Rubio, who has drawn praise from colleagues on both sides of the aisle, has also watched his tone. While fellow foreign policy hawk Sen. John McCain railed last week against comments U.N. Secretary Susan Rice gave after the attack on the U.S. consulate in Libya, Rubio was decidedly measured and said he would not automatically block her possible nomination to head the State Department.
"I think if you're going to have a fair process to evaluate someone, you can't go in having already made up your mind," he said at the Washington Ideas Forum on Thursday.
Just a few days earlier, however, Rubio stressed to reporters that he thought Secretary of State Hillary Rodham Clinton should be called to testify on what happened, stoking Washington talk of a 2016 showdown. If she runs, Clinton will certainly emerge as a front-runner among Democrats.
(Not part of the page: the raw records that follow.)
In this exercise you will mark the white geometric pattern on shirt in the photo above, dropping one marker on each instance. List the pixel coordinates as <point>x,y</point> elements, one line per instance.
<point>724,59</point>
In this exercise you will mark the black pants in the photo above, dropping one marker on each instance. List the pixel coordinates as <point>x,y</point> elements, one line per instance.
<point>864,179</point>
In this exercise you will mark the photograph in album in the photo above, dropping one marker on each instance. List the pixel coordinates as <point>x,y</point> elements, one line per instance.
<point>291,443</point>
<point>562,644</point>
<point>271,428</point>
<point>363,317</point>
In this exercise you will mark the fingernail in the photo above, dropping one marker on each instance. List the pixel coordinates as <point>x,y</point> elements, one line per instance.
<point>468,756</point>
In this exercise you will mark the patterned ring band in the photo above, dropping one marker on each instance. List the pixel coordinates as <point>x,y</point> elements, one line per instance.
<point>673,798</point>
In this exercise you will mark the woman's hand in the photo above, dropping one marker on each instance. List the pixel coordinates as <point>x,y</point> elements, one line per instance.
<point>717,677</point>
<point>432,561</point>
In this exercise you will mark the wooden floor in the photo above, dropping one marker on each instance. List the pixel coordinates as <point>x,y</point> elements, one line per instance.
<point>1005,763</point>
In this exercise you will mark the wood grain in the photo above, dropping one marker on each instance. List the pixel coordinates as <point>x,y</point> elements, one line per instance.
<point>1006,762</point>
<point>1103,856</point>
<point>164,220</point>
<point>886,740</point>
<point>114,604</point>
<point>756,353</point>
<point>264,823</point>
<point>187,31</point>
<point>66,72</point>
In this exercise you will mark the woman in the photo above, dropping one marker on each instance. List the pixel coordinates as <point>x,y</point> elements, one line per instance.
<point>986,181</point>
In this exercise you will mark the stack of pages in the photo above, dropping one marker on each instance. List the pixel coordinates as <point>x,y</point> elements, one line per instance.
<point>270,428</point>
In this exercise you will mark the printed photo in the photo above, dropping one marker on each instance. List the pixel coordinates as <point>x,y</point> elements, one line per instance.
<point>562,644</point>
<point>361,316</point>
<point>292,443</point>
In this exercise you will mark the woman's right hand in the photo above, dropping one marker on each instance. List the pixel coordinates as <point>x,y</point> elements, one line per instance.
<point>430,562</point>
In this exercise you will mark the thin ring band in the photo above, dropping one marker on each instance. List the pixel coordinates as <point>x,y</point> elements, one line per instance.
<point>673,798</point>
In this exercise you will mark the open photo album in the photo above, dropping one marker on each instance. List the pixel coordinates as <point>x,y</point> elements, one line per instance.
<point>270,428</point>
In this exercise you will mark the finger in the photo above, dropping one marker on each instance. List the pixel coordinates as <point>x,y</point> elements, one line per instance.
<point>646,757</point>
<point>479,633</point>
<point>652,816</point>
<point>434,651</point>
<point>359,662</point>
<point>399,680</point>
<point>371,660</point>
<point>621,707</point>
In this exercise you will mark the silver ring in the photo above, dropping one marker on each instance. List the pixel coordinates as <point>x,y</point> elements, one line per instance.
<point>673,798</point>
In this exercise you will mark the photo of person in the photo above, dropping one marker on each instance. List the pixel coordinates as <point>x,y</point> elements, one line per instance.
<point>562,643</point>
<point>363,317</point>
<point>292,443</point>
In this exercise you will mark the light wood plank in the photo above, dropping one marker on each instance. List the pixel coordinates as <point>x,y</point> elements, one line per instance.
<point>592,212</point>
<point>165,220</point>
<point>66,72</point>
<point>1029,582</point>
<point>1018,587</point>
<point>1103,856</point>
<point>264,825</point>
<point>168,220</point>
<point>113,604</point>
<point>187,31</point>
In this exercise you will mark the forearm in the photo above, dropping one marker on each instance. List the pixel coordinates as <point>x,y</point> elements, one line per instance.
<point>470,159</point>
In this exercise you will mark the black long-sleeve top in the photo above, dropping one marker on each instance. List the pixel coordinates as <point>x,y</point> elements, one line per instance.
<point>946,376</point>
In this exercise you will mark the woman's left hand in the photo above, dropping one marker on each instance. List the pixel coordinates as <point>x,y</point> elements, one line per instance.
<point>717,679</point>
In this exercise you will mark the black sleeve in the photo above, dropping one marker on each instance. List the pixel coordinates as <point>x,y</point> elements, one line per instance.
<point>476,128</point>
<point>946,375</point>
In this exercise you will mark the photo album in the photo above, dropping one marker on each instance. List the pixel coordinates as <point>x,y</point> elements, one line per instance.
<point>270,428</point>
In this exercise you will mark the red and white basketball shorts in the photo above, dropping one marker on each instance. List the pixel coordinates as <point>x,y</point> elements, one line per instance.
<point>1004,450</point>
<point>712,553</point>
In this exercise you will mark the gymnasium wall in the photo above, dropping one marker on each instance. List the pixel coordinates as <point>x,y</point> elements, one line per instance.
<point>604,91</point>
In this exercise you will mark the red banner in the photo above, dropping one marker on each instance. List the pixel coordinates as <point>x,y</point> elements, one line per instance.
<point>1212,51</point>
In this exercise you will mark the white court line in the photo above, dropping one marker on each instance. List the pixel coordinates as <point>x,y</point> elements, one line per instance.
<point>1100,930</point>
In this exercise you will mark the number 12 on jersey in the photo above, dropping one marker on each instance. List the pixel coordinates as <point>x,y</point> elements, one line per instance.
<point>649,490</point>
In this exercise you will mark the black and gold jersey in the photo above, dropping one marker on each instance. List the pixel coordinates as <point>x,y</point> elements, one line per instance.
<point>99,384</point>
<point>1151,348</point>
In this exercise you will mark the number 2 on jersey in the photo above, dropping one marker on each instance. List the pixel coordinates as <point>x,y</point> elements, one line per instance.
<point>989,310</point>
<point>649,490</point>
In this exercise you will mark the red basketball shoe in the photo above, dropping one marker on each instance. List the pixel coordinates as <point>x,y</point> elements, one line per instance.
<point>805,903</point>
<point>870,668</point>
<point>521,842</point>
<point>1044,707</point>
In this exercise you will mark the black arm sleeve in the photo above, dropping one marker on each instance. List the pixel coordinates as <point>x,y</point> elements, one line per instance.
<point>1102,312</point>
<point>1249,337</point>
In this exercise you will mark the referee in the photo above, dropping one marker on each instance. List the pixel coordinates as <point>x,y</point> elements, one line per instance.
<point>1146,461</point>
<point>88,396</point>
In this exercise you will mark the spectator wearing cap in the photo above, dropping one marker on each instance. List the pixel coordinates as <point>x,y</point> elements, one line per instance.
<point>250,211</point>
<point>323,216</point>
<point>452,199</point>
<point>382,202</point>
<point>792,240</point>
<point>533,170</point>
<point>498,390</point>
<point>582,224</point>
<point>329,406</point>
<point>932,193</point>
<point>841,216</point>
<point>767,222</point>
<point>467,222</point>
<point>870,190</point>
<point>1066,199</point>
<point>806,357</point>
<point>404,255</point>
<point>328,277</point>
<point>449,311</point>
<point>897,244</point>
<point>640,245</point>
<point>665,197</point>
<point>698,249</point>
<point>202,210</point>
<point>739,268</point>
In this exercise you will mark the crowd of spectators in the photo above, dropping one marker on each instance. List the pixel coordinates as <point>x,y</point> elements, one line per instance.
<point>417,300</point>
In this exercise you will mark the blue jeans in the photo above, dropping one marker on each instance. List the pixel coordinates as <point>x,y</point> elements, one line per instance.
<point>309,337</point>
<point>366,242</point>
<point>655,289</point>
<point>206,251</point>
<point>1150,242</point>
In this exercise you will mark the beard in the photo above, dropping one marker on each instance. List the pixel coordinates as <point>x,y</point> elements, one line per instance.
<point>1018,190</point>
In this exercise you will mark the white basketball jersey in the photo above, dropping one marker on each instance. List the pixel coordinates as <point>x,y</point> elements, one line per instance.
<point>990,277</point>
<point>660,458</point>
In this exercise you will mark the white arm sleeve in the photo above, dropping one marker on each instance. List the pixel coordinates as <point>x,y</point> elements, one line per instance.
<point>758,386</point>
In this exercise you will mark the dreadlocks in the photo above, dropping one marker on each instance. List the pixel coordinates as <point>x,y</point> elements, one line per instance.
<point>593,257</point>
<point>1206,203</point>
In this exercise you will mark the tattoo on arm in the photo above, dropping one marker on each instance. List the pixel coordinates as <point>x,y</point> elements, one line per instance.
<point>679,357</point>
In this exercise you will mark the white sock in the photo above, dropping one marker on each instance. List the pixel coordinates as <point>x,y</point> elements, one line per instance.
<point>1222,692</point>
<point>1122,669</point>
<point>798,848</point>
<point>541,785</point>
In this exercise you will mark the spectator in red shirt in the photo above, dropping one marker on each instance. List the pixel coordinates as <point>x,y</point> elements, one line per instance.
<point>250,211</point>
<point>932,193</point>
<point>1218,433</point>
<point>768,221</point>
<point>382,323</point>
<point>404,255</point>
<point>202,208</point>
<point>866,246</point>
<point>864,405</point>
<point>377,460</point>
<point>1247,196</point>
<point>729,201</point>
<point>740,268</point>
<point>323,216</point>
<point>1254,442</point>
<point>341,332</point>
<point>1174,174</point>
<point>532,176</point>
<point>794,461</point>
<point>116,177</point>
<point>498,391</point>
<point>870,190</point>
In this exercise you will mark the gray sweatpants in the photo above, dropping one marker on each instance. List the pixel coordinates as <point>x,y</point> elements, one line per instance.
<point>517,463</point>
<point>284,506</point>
A postelection National Journal poll of insiders showed Republicans think Rubio is the strongest candidate for president, followed by Jeb Bush, one of the undisputed heavyweights of Florida politics. During a rally in Miami a week before the election, Rubio and Bush stood on stage with Romney but it was Rubio's name the crowd shouted, and when it came time to introduce the candidate, Rubio stepped forward.
"I don't think we'll see that contest. I know we won't," Cardenas said. "I know for a fact one or the other may run but they both aren't going to run against each other."